Botox is a drug that can be injected into your body. The drug blocks signals from the nerves to the muscles, which temporarily prevents the muscle from moving. For example, this helps relax the face and reduce facial wrinkles. The effects of Botox injections do wear off after a few months, so you need to go back in for follow-up Botox injections once they do.
What Do Botox Injections Help With?
Botox injections are most known for helping reduce the wrinkles on your face. However, they also help with many other things, including:
- Chronic migraines
- Excessive sweating
- Neck and shoulder spasms
- Eye twitching
- Lazy eye
- Overactive bladder
How Are Botox Injections Done?
Botox injections are similar to a shot. Your doctor uses a needle to simply inject the Botox into a certain area of your body. Depending on how sensitive the area you're injecting is, the doctor may suggest numbing the area before the injection. The area could be numbed using:
- Ice or an ice pack
- Topical anesthesia or a topical cream
- Vibration anesthesia
What Are the Risks?
Just like everything else in the world, there are possible side effects to Botox injections.
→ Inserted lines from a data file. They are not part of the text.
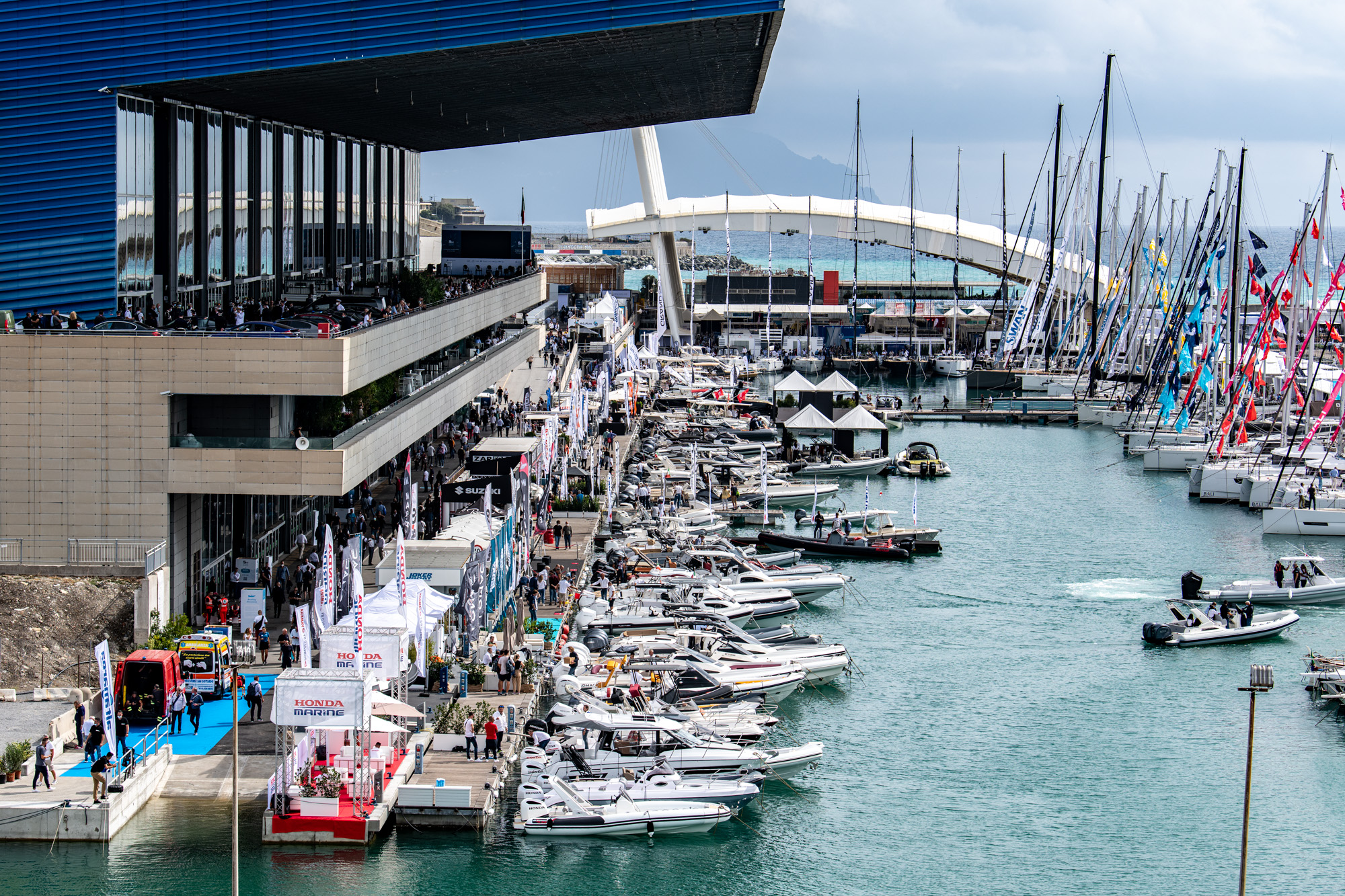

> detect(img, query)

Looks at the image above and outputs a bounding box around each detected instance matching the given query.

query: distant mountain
[421,118,881,223]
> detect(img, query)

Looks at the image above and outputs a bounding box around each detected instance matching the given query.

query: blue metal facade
[0,0,783,312]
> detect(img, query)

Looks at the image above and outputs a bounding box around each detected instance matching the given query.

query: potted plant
[4,740,32,780]
[299,768,343,818]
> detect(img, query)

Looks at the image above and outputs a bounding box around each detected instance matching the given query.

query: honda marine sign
[270,669,374,728]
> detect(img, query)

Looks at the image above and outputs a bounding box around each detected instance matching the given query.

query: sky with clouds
[424,0,1345,226]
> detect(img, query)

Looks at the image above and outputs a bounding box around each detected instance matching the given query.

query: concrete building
[0,0,783,612]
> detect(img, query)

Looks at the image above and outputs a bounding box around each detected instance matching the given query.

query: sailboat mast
[952,147,962,355]
[850,97,859,336]
[999,152,1015,370]
[724,190,733,355]
[803,195,814,355]
[907,133,916,355]
[1088,52,1116,397]
[1041,102,1065,371]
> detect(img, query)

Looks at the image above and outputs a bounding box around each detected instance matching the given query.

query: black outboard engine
[1139,621,1173,645]
[584,628,612,654]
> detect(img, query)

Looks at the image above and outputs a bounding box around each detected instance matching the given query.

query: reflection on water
[7,393,1345,896]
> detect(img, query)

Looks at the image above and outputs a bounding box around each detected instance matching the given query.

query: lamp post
[1237,665,1275,896]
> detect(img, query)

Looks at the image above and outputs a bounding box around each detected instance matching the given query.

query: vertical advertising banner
[295,604,313,669]
[93,641,117,747]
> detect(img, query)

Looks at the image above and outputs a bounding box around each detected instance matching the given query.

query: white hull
[1139,445,1205,473]
[796,458,892,479]
[1262,507,1345,536]
[932,355,971,376]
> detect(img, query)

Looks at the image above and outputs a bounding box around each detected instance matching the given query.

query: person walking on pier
[187,685,206,735]
[247,678,265,721]
[486,719,500,760]
[463,716,482,763]
[168,685,187,735]
[32,735,55,790]
[85,716,106,762]
[89,754,112,806]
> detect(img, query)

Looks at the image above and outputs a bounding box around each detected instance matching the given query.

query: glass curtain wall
[175,106,196,286]
[402,149,420,259]
[117,97,155,298]
[233,120,253,277]
[300,132,327,272]
[204,112,226,284]
[277,128,295,274]
[328,137,350,266]
[257,121,276,277]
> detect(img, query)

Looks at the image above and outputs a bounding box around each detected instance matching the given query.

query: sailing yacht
[931,147,971,376]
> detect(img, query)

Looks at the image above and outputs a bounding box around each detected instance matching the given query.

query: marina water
[10,380,1345,896]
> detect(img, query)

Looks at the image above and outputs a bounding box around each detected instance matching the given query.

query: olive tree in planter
[299,768,344,818]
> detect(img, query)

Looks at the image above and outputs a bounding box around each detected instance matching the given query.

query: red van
[116,650,182,724]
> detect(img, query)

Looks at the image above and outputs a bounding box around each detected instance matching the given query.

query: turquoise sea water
[0,371,1345,896]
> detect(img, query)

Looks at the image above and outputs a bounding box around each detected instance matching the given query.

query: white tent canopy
[336,579,456,633]
[771,370,816,391]
[309,716,406,735]
[833,405,888,429]
[812,372,859,391]
[780,405,837,429]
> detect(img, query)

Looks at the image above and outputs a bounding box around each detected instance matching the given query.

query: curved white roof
[588,194,1107,282]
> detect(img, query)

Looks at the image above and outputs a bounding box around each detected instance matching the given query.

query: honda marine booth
[317,624,410,682]
[264,669,377,837]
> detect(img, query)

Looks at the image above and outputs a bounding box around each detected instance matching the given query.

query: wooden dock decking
[397,692,537,829]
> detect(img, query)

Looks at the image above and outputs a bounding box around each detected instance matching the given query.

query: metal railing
[108,716,172,790]
[0,538,168,576]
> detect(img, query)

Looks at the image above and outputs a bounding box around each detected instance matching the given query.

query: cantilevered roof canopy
[121,8,784,151]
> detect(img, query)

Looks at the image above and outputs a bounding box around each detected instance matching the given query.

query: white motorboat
[514,780,733,837]
[518,766,763,809]
[1141,599,1298,647]
[1262,507,1345,536]
[1200,555,1345,607]
[796,452,892,473]
[933,351,971,376]
[896,441,952,478]
[522,715,769,780]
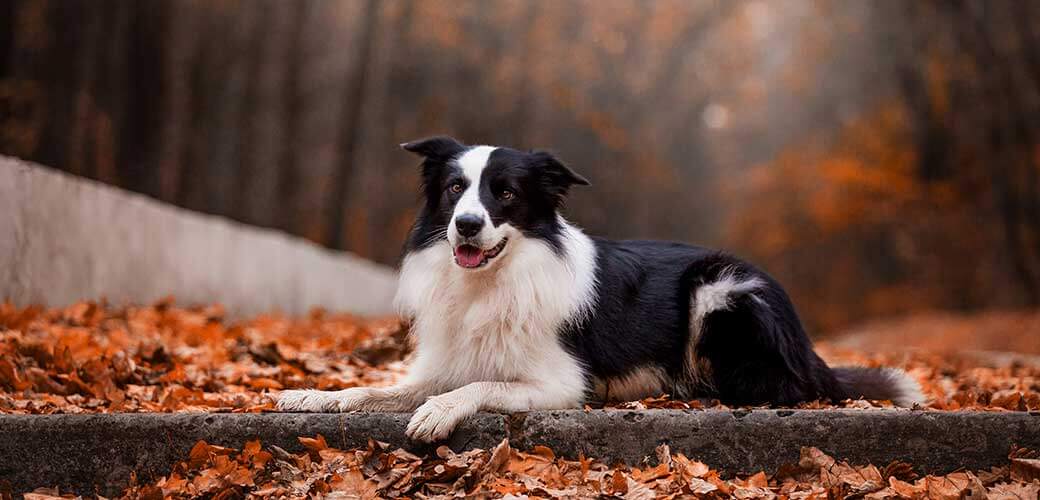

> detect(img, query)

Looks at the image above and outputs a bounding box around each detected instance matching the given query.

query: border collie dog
[278,137,924,441]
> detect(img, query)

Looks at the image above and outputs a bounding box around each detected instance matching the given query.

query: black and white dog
[278,137,924,441]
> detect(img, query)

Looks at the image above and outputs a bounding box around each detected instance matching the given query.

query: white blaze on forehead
[454,146,496,217]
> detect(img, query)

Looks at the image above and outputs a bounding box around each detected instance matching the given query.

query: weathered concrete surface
[0,410,1040,495]
[0,414,506,496]
[0,157,396,315]
[512,410,1040,473]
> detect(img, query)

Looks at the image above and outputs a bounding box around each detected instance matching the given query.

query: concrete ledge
[0,410,1040,495]
[0,157,396,316]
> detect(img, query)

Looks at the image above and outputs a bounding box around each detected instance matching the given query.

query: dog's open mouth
[454,238,509,269]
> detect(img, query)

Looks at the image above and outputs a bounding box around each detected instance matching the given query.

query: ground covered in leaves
[20,436,1040,500]
[0,300,1040,499]
[0,300,1040,414]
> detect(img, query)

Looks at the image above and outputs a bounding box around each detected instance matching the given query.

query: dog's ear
[530,151,590,203]
[400,135,466,161]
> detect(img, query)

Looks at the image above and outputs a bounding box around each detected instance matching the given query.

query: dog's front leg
[406,381,583,442]
[278,384,435,412]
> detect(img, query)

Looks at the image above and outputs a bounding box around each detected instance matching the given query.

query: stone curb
[0,410,1040,496]
[0,156,397,317]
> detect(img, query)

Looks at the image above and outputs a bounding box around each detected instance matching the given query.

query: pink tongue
[456,244,484,267]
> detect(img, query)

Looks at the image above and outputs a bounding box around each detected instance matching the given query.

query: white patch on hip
[685,268,765,385]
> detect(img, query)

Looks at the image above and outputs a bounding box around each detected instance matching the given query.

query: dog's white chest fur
[397,220,596,395]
Some of the side effects could include:
- Pain and swelling
- Droopy eyelid
- Difficulty swallowing
- Muscle weakness
If you start having side effects that are affecting you to the point of debilitation, like muscle weakness and swallowing issues, it is best to reach out to your doctor immediately. These issues could mean that the Botox has spread to a different area in your body and can become very harmful.
What to Avoid After Botox Injections
To prevent the injected Botox from traveling to different areas in your body that may cause harmful side effects, some things to avoid include:
- Rubbing the injection site for 24 hours
- Laying down for 4 hours
- Drinking any alcohol for a few days
- Taking blood thinners for 48 hours
- Physical exertion for 2 days to 1 week
Who Is Able to Perform Botox Injections?
Botox injections are something you should first discuss with your primary physician. Your primary physician can then refer you to a doctor who can administer the Botox injections to you. The type of doctor you are referred to may vary depending on the reason you want to receive the injections. For example, if you want to receive Botox injections due to chronic migraines, your doctor may refer you to a neurologist.